Class warfare? What about the ignorance gap?
Occupy Wall Street protesters point out a ballooning US wage gap. It shouldn't distract us from another great cleavage: the ignorance gap. That’s the difference between those willing to listen and consider and those who refuse to do either. And it plays out in politics with grave consequences.
Those who describe the “Occupy Wall Street” demonstrations as evidence that the United States is on the cusp of looming “class warfare” may have a point – up to a point.
Low wages versus ballooning chief executive officer pay. The “99 percent” versus the wealthiest “1 percent.” Joblessness for the masses versus bonuses for the bankers.
But the class divide has always existed. Long ago, America’s wealthy pulled up the drawbridge in their East Coast compounds of Bar Harbor, Maine; the Hamptons in Long Island, N.Y.; and Palm Beach, Fla. After several generations of prosperity, America’s middle class followed the rich, barricading itself in gated and golf communities.
The class clash should not distract us from another great cleavage – the ignorance gap. That’s the difference between the learned and unlearned: those willing to listen and consider and those who refuse to do either. Ultimately, it plays out in American politics and decisionmaking – with potentially grave consequences.
Americans may spend more time consuming news than they did a decade ago (this thanks to digital delivery), but are they ingesting any real understanding? Are they looking much beyond weather, traffic, and breaking news – or their own political stripe of reportage? Meanwhile, the next generation of leaders is growing up on bite-sized tweets and text messages.
The world is an ever more complicated and interconnected place, from the imbroglio in Afghanistan to the euro crisis. Yet during the midterm elections of 2010, exit polls showed that foreign issues were an election concern to only 8 percent of voters.
Closer to home, 54 percent of Americans say the Troubled Asset Relief Program (TARP) of late 2008 did not help prevent a more severe economic crisis. The program, drawn up by the previous administration, tried to thaw frozen credit markets by giving loans to troubled financial institutions. Economists on the left and right agree it helped save the US from the abyss. More basically, millions of Americans believe Medicare is not a government program.
Over dinner recently, my host and I debated climate change. He adamantly insisted that higher levels of carbon dioxide emissions do not harm the planet because, he said, “rain washes carbon into the soil where it is all absorbed by plants.”
The fact that 70 percent of the planet is water, not soil, and that increased amounts of carbon dioxide are slowly acidifying the oceans, was of no interest to him, although no lesser authority than the National Geographic Society now worries whether oysters, mussels, and coral reefs will survive the next 100 years of acidification.
It was not my place to berate my host. But the truth is, Americans live in a complex society that takes great individual effort to understand it. Many of us simply prefer to deny that which we neither understand nor want to consider. (Despite established science that global warming is happening, only 57 percent of Americans believed in 2010 that this was true, down from 71 percent in 2008, according to studies from Yale and George Mason universities.)
Yet it is the refusal to admit that we may be uninformed or wrong that fuels popular movements like the tea party. TARP is bad. Cutting is the only way to deficit reduction. The unlearned have taken Congress by storm, determined to tear down government because it’s too complex for their ken.
The learned are at least willing to consider that which makes them feel uncomfortable, whereas the unlearned too often reject science and reason by taking shelter in ideological dogma.
As in class warfare, these same tensions have long been with us.

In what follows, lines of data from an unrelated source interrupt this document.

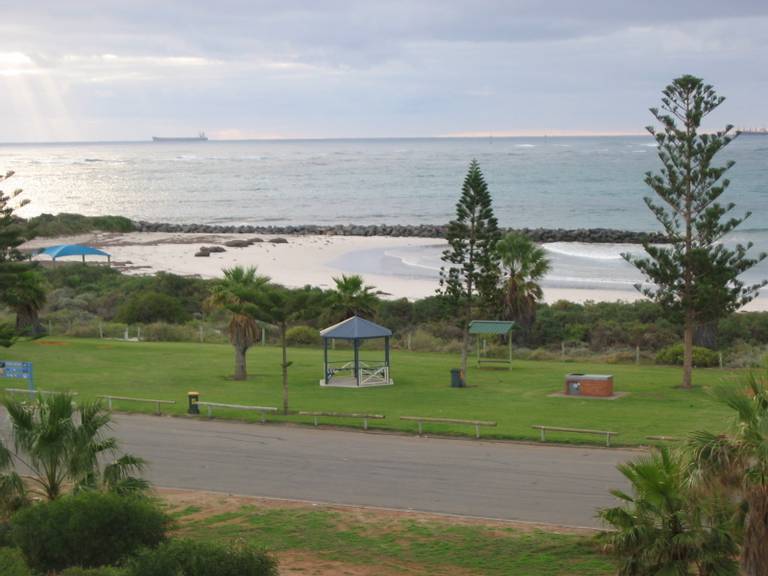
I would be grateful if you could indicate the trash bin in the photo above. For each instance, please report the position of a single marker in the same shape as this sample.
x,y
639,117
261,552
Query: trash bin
x,y
457,378
193,398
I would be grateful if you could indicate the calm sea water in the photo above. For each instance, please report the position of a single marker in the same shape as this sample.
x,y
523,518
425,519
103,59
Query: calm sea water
x,y
549,182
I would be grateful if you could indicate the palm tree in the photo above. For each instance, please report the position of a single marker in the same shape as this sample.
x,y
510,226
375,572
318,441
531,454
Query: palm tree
x,y
26,295
352,297
62,446
664,528
738,462
524,265
280,307
238,292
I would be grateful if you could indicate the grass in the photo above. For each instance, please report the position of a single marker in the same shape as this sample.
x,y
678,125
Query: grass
x,y
399,544
516,399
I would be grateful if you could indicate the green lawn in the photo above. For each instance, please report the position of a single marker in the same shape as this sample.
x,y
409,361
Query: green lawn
x,y
396,544
516,398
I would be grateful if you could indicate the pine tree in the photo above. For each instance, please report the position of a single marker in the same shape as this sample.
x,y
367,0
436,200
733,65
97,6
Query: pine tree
x,y
471,273
11,236
695,278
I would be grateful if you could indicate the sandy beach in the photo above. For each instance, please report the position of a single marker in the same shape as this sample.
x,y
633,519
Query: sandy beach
x,y
302,260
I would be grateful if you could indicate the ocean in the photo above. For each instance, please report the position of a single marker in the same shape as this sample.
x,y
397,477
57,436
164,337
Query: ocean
x,y
552,182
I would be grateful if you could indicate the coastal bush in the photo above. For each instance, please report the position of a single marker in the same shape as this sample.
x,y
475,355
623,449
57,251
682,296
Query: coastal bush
x,y
66,224
149,307
188,558
164,332
303,336
89,529
745,355
12,563
100,571
702,357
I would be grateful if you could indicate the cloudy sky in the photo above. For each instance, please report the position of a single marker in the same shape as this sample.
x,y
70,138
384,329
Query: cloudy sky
x,y
123,70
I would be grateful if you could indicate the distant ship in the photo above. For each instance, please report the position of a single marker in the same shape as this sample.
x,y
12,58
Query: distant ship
x,y
754,131
199,138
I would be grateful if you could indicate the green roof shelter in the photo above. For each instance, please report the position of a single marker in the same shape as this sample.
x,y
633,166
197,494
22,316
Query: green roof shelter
x,y
484,328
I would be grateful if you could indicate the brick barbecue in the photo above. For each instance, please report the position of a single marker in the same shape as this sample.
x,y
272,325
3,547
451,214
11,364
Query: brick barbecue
x,y
589,385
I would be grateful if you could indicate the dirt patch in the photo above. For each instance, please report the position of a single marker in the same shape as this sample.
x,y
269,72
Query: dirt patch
x,y
213,503
294,563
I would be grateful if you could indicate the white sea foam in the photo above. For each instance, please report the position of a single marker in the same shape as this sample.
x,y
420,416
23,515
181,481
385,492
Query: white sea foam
x,y
591,251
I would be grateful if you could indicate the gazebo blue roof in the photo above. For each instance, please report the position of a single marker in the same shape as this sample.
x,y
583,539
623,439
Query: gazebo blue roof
x,y
72,250
356,328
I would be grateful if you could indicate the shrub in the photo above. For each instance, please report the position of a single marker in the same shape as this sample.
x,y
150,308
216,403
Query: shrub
x,y
162,332
66,224
148,307
101,571
188,558
702,357
12,563
89,529
302,336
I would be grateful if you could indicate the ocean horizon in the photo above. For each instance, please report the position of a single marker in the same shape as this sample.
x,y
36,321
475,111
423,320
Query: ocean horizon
x,y
551,182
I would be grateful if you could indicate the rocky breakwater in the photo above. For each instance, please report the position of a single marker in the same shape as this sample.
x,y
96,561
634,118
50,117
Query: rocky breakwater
x,y
591,235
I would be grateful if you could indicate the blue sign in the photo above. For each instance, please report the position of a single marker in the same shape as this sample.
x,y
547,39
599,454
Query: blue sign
x,y
18,370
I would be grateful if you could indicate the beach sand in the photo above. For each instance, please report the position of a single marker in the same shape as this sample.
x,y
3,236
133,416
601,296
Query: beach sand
x,y
313,260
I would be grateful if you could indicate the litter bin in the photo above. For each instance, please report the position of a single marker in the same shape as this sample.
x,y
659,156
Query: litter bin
x,y
193,398
457,378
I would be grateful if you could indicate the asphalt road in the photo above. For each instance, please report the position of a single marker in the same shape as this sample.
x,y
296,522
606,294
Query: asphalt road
x,y
561,485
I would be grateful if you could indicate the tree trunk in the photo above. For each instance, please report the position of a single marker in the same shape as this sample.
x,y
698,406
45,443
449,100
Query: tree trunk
x,y
754,555
688,352
284,343
27,321
465,342
240,372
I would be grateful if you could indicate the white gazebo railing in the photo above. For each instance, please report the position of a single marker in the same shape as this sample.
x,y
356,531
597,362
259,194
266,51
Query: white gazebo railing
x,y
374,375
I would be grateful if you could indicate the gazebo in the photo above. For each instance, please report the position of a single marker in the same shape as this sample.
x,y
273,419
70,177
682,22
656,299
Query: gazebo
x,y
63,250
355,373
492,328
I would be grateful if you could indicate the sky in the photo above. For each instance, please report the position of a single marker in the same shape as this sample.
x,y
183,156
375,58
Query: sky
x,y
126,70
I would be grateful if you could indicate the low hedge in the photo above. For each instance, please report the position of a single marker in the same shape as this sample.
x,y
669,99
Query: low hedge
x,y
188,558
90,529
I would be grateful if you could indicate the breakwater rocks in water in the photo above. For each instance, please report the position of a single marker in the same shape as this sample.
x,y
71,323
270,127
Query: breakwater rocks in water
x,y
591,235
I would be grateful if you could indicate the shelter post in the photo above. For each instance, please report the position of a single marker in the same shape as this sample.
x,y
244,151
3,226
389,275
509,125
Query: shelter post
x,y
325,359
356,344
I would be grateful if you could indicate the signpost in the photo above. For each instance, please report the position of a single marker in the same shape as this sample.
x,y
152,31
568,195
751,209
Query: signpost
x,y
18,370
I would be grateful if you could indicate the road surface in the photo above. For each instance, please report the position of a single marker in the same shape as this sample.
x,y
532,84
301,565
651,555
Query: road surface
x,y
552,484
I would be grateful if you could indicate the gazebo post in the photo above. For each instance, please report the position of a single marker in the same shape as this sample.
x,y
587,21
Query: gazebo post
x,y
325,360
357,360
386,357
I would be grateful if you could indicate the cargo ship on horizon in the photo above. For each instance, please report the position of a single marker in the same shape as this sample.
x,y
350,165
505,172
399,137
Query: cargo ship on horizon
x,y
201,137
754,131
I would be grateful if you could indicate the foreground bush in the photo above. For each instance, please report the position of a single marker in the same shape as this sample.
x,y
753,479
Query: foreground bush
x,y
12,563
90,529
188,558
702,357
303,336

They may even be healthy as long as dogmatists are willing to say, “I may be wrong, but this is what I believe.”
A quiz: Which Republican presidential candidate, Michele Bachmann or Rick Perry, said the following? “All the ills from which America suffers can be traced back to the teaching of evolution.”
Either could have uttered this, but it was three-time Democratic presidential candidate William Jennings Bryan speaking in 1927. The unending debate between evolutionists and the creationists survives to become the American version of the medieval conundrum, “How many angels can dance on the head of a pin?”
Our mulish refusal to consider a contrary idea extends beyond religion and into politics with uncanny déjà vu. Last year, 55 percent of likely voters believed President Obama to be a socialist, according to a Democracy Corps poll. Yet the right’s railing against socialism in a previous generation manifested itself in the anticommunist bullying of Joseph McCarthy, a senator who falsely accused many innocent Americans.
Today, with communism moribund, McCarthy’s ideological heirs war against socialism and Mr. Obama with the zeal their progenitors employed to wipe out the vestiges of the welfare state and the New Deal. They pursue Obama, branding him a socialist and a Muslim.
Democracy needs skeptics of all stripes. We need to discard the notion that we can abide with fixed ideas. In his classic work “The Closing of the American Mind,” Allan Bloom wrote: “The true believer is the real danger.”
Walter Rodgers, a former senior international correspondent for CNN, writes a biweekly column.